Pep Guardiola wird Manchester City nach dieser Saison vorzeitig verlassen. Der 55 Jahre alte Spanier beendet damit seine Ära bei den Citizens nach zehn Jahren, obwohl sein Vertrag ursprünglich noch ein weiteres Jahr gelaufen wäre.
Der Abschied des früheren Bayern- und Barcelona-Trainers sorgte auch bei Thomas Tuchel für große Anerkennung. Ausgerechnet während Englands deutscher Nationaltrainer sein Aufgebot für die Fußball-WM bekanntgab, wurde offiziell bestätigt, was seit Tagen erwartet worden war. Tuchel nannte Guardiola „einzigartig“ und „einen der Aller-, Aller-, Allerbesten“.
Er lobte dessen außergewöhnlichen Einfluss auf den modernen Fußball: Guardiola habe zunächst in Barcelona eine spielerische Revolution ausgelöst, danach die Bundesliga geprägt und anschließend in England „jeden Rekord“ gebrochen. Für Tuchel steht fest, dass Guardiolas Wirkung und Beständigkeit auf allerhöchstem Niveau kaum in Worte zu fassen sind.
„Ich weiß, dass es Zeit für mich ist“
In der Mitteilung seines Clubs betonte Guardiola, dass es keinen einzelnen Auslöser für seinen Schritt gebe. „Fragt mich nicht nach den Gründen für meinen Abschied. Es gibt keinen Grund, aber tief in mir weiß ich, dass es Zeit für mich ist“, erklärte er. Zugleich machte er seine enge Bindung an den Verein deutlich: Nichts sei für immer, doch Gefühle, Menschen, Erinnerungen und seine Liebe zu Manchester City würden bleiben.

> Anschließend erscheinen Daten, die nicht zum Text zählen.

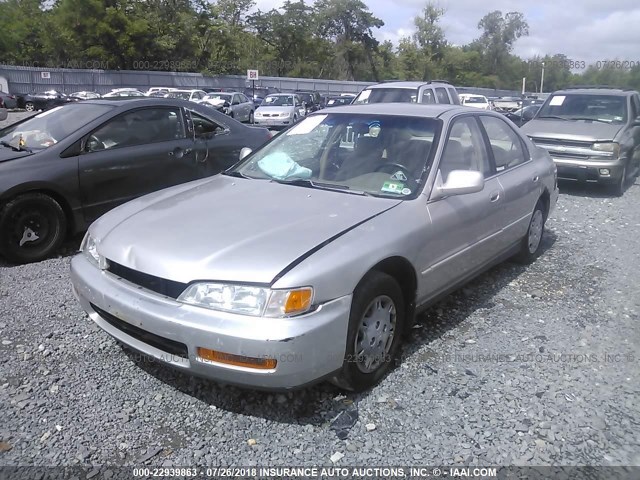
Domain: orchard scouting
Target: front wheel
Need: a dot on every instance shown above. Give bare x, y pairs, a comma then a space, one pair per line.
32, 227
619, 187
375, 331
531, 245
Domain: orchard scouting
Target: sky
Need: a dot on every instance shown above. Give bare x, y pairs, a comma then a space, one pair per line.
584, 30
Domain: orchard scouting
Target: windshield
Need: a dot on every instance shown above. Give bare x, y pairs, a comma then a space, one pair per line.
278, 101
181, 95
387, 95
52, 126
602, 108
219, 96
379, 155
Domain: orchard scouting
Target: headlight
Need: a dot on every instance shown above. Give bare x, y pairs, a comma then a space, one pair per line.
610, 147
247, 300
90, 248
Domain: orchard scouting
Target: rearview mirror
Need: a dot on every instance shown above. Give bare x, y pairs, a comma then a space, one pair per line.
459, 182
244, 152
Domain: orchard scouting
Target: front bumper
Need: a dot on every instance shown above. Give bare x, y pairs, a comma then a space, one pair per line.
307, 348
578, 170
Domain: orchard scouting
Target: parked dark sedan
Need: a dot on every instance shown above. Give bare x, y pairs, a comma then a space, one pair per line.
10, 101
43, 100
522, 115
312, 100
336, 101
62, 169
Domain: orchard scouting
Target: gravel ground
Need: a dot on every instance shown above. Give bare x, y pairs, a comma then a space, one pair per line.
529, 365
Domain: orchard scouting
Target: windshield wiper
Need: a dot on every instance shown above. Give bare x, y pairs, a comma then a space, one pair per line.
236, 174
301, 182
555, 117
14, 148
589, 119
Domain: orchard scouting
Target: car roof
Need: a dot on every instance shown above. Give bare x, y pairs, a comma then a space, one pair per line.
140, 102
405, 109
408, 84
595, 91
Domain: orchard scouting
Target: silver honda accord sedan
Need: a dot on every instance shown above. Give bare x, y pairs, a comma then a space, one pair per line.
311, 257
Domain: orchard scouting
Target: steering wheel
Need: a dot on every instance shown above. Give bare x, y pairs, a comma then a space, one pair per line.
93, 144
395, 166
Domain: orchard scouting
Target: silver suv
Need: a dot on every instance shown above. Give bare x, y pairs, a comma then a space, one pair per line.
592, 134
433, 91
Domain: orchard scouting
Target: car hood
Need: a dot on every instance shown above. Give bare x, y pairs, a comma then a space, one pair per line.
577, 130
215, 101
272, 110
229, 229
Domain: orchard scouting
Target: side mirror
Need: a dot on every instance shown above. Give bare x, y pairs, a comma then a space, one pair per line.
245, 152
459, 182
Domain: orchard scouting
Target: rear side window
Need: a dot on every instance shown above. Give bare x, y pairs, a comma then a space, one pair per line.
507, 147
428, 96
454, 96
635, 106
442, 95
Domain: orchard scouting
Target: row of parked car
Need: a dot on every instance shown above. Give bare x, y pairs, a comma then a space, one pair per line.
320, 243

Vor seinem letzten Spiel gegen Aston Villa zeigte sich Guardiola zudem sehr bewegt. Er sei „wirklich zufrieden, glücklich und stolz“, sagte der Spanier. Die Zeit in Manchester sei „das Erlebnis meines Lebens“ gewesen, sonst wären aus seiner Sicht keine zehn Jahre daraus geworden. Zugleich bedankte er sich für die große Zuneigung, die ihm beim Club über viele Jahre entgegengebracht worden sei.

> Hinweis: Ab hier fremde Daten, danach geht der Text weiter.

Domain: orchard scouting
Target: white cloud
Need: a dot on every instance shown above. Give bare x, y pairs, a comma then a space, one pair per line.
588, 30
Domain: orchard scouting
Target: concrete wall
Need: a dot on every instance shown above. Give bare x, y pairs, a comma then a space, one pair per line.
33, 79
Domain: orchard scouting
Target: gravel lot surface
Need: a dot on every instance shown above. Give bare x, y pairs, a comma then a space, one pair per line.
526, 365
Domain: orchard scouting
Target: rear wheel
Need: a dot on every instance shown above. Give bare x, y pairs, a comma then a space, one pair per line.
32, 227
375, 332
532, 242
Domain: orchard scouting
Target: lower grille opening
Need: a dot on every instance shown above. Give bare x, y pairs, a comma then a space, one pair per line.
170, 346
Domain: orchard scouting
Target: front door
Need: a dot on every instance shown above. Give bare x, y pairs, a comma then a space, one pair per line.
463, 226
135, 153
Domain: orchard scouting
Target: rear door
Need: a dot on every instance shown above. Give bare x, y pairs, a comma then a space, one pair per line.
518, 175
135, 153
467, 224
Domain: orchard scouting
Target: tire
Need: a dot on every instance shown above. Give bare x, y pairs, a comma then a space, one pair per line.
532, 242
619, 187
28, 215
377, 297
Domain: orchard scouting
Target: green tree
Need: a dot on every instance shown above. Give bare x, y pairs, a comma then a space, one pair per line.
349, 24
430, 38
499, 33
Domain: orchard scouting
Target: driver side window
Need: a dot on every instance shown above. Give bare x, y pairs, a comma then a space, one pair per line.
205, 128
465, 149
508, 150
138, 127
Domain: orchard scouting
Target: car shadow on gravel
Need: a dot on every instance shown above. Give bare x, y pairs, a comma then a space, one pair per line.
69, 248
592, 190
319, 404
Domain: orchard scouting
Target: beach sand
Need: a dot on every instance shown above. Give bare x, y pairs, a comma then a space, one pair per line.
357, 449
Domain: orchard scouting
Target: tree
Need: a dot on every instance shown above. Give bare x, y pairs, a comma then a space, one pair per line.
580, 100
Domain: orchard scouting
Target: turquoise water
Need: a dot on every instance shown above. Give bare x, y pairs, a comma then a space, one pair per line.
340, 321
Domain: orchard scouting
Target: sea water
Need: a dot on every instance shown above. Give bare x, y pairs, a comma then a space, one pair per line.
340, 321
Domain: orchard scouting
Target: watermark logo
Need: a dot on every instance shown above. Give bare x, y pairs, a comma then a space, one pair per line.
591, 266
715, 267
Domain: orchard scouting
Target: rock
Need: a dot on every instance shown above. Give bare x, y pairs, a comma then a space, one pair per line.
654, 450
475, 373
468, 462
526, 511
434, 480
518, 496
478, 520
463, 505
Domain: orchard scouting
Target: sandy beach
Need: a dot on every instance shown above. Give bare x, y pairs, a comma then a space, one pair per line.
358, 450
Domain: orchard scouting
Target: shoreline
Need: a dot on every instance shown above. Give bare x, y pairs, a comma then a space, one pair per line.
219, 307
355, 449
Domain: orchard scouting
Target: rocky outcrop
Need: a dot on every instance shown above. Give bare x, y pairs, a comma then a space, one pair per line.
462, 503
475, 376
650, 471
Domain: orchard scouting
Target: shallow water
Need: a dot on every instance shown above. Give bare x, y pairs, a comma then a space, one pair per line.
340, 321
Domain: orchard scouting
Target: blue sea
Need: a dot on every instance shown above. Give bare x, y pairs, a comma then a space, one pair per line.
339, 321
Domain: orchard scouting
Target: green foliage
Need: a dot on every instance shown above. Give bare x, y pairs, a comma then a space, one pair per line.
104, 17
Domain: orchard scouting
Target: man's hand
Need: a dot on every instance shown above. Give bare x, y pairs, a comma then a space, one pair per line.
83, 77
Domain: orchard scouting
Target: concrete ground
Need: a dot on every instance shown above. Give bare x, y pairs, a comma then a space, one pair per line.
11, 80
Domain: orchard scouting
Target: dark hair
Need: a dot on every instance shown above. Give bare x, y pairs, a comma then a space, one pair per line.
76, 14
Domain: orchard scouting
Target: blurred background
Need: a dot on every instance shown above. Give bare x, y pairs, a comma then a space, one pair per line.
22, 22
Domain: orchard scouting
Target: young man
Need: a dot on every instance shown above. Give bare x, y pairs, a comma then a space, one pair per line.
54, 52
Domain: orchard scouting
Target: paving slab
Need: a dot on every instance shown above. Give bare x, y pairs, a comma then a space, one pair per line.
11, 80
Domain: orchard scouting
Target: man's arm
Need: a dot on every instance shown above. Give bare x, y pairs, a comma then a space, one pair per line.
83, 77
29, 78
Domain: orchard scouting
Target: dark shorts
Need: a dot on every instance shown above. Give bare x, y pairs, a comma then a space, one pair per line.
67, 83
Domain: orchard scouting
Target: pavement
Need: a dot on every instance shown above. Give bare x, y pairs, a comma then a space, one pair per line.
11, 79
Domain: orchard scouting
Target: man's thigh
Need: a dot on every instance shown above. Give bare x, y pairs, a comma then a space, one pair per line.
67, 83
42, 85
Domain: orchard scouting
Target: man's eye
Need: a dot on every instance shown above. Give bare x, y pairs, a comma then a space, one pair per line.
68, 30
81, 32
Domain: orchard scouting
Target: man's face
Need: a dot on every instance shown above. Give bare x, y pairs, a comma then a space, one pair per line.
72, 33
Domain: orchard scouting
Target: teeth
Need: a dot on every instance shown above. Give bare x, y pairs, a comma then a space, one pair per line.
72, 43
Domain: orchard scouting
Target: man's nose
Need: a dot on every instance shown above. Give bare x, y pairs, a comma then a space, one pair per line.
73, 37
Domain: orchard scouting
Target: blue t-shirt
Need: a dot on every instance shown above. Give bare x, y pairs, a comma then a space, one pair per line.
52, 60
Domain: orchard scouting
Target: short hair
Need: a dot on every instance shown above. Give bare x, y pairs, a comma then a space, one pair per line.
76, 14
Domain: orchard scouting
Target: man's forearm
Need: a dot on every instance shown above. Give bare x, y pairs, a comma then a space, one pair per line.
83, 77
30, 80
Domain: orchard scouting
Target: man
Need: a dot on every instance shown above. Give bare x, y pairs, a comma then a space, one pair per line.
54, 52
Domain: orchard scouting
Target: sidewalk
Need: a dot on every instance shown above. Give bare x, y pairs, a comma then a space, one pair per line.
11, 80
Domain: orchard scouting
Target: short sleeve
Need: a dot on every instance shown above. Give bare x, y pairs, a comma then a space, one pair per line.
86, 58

Außergewöhnliches Erbe nach zehn Jahren
Guardiola hinterlässt bei Manchester City ein herausragendes sportliches Vermächtnis. In knapp 600 Pflichtspielen prägte er die Spielweise der Mannschaft nachhaltig. Mit dem Club gewann er unter anderem die Champions League, sechs englische Meisterschaften und drei Pokalsiege. Erst zuletzt holte er mit City noch den FA Cup – es war der 41. Titel seiner Trainerkarriere.
Gerüchte über einen Abschied des Spaniers hatten bereits seit Längerem die Runde gemacht. Als wahrscheinlicher Nachfolger gilt der Italiener Enzo Maresca, der einst als Co-Trainer unter Guardiola in Manchester arbeitete und später mit dem FC Chelsea die Club-WM gewann.
Der Club kündigte zudem an, dass die erst kürzlich erweiterte Nordtribüne im Etihad Stadium vor dem letzten Saisonspiel gegen Aston Villa in „The Pep Guardiola Stand“ umbenannt wird.
Prägender Einfluss weit über City hinaus
Der frühere Trainer des FC Barcelona und des FC Bayern entwickelte in Manchester nicht nur das Team weiter, sondern hob auch einzelne Spieler auf ein noch höheres Niveau. Vor allem Kevin De Bruyne und Phil Foden profitierten von seiner Arbeit.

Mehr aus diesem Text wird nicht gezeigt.